Pandemic Fears Drive Japan to Buy Record $41 Billion of Debt
The coronavirus pandemic drove Japan’s biggest weekly purchase of global debt on record by its traditionally cautious funds.
With yields from the U.S. to Germany tumbling at a furious pace, Japanese investors placed orders for 4.24 trillion yen ($41 billion) of debt last week, according to data from the nation’s finance ministry going back to 2005. That’s close to what they bought in the first two months of the year.
The buying is an indication of how just desperate the cash-rich Japanese are to lock in yields, which plunged to record lows all over the world after the Federal Reserve’s emergency rate-cut last week. The flows, dwarfing a previous record of 2.55 trillion yen, were probably also driven by the yen’s surge.
“This weekly purchase is massive,” said Tsuyoshi Ueno, a senior economist at NLI Research Institute in Tokyo, who added that Japan’s Government Pension Investment Fund was probably a buyer. “Along with the move by the public fund, banks may have also bought as the dollar-yen was in a downtrend during the week.”
Preliminary monthly figuresshowed this week that proxies for Japanese pension funds bought a record amount of overseas debt for a second month in February. With the nation’s benchmark 10-year yield likely to remain negative for the foreseeable future, the pressure to keep buying bonds abroad will continue.
With the yen climbing to a six-month high last week, purchases overseas became cheaper for Japanese institutions.

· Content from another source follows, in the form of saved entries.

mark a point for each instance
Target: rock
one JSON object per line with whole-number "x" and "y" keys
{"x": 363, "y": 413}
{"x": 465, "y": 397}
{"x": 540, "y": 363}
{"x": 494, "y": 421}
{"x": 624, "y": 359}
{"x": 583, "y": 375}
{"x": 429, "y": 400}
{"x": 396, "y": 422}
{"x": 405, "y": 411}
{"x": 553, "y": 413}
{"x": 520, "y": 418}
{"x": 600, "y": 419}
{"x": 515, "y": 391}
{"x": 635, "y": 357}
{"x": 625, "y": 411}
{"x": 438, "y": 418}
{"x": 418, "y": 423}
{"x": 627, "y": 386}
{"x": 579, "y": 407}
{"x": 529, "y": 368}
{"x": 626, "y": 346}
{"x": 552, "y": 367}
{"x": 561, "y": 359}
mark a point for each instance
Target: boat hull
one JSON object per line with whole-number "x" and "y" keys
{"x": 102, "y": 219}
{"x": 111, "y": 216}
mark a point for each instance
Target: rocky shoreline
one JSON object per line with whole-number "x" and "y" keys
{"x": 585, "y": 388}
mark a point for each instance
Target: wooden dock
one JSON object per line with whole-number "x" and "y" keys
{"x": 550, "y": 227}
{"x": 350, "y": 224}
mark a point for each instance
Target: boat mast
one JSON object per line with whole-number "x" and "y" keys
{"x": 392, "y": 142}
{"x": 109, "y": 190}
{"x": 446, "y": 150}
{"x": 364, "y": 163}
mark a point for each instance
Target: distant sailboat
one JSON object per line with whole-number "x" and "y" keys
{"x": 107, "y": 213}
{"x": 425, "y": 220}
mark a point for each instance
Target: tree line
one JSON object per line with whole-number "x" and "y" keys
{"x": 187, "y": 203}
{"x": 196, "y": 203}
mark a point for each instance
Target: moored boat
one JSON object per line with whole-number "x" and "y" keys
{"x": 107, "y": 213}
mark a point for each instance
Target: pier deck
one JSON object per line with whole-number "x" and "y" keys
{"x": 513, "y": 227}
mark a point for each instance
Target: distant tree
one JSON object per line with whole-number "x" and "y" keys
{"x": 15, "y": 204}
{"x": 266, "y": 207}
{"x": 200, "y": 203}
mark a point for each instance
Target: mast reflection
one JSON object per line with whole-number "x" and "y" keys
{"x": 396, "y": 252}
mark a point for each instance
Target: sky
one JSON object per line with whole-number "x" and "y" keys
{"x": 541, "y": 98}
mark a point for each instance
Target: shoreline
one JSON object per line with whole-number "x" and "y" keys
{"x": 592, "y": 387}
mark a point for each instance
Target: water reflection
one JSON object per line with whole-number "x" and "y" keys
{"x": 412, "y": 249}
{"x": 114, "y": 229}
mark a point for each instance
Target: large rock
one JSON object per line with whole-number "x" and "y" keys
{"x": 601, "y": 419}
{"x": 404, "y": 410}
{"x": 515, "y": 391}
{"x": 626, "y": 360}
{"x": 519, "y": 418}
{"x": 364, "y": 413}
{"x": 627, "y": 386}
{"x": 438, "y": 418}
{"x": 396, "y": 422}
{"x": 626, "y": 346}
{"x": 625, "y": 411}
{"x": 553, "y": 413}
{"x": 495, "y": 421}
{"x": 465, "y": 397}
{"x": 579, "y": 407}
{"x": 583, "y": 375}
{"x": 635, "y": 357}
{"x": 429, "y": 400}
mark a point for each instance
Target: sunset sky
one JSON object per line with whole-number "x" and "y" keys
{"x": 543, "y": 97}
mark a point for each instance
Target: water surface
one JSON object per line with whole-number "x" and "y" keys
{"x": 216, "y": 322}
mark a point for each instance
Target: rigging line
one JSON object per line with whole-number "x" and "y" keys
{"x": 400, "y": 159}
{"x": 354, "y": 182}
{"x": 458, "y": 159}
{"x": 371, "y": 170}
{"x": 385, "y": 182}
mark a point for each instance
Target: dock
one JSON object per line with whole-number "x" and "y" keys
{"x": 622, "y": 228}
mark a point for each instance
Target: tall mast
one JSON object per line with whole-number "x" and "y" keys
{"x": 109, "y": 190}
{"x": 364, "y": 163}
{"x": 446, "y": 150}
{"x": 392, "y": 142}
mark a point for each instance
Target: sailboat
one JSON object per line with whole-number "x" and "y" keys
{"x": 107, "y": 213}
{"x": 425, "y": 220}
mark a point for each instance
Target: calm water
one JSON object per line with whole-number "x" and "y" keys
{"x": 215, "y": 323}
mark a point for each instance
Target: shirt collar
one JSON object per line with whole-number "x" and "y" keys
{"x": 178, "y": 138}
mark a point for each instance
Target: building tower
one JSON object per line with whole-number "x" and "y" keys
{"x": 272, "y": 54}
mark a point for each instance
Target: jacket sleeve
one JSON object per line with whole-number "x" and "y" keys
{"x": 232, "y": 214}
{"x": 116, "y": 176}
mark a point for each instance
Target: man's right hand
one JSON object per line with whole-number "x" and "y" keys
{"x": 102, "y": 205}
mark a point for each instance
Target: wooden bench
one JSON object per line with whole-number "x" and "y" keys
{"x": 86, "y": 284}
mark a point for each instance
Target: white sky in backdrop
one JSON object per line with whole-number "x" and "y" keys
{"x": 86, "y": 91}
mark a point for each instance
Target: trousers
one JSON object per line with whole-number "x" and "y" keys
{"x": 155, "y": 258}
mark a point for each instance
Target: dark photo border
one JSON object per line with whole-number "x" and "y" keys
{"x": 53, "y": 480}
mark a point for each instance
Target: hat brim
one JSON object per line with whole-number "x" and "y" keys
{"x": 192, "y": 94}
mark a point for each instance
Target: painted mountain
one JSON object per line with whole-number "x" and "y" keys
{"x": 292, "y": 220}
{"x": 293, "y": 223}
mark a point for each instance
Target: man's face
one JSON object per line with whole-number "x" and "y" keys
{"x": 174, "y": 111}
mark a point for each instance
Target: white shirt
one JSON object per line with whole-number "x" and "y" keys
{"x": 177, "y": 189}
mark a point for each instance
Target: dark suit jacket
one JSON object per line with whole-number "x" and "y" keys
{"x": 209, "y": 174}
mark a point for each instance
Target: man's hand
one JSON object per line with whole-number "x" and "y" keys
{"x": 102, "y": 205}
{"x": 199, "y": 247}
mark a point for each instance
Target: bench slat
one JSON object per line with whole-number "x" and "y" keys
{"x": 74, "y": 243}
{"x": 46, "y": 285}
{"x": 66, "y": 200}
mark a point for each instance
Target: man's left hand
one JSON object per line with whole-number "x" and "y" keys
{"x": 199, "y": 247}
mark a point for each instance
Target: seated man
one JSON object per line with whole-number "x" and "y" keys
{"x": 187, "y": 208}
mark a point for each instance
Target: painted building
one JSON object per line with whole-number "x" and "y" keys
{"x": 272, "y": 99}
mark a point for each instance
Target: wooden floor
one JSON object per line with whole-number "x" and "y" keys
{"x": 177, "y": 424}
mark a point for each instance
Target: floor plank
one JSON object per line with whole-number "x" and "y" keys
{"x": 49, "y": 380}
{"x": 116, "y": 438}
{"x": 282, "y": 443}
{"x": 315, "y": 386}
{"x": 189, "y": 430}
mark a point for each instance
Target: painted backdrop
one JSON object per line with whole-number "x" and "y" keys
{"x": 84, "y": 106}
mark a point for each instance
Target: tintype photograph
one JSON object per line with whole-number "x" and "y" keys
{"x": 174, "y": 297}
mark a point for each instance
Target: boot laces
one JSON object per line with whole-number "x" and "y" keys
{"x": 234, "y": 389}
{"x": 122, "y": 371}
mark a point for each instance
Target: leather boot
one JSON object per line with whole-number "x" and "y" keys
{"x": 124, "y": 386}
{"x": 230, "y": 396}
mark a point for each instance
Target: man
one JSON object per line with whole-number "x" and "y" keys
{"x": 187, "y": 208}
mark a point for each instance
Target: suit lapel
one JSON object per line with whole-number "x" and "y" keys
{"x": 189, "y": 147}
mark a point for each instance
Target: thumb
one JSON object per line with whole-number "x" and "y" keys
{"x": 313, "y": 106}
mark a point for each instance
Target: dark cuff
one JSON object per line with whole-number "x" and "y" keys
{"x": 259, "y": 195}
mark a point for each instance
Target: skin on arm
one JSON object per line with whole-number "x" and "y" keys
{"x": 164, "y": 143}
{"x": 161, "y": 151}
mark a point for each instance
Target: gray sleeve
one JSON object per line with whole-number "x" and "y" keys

Gains have accelerated this week, propelling the currency to its highest level against the dollar since 2016.
“It’s likely that pension funds bought overseas bonds as the yen strengthened,” said Yujiro Goto, head of foreign-exchange strategy at Nomura Holdings Inc. in Tokyo. “Should the GPIF increase allocations further, expectations of more outflows may help limit a rally in the yen.”
The weekly data also showed global funds acquired a net 1.1 trillion yen of Japanese bonds, the most in a month. Currency-hedged Japanese two-year government notes offered a yield premium of about 50 basis points over similar-maturity Treasury debt to dollar-holding investors, based on data compiled by Bloomberg.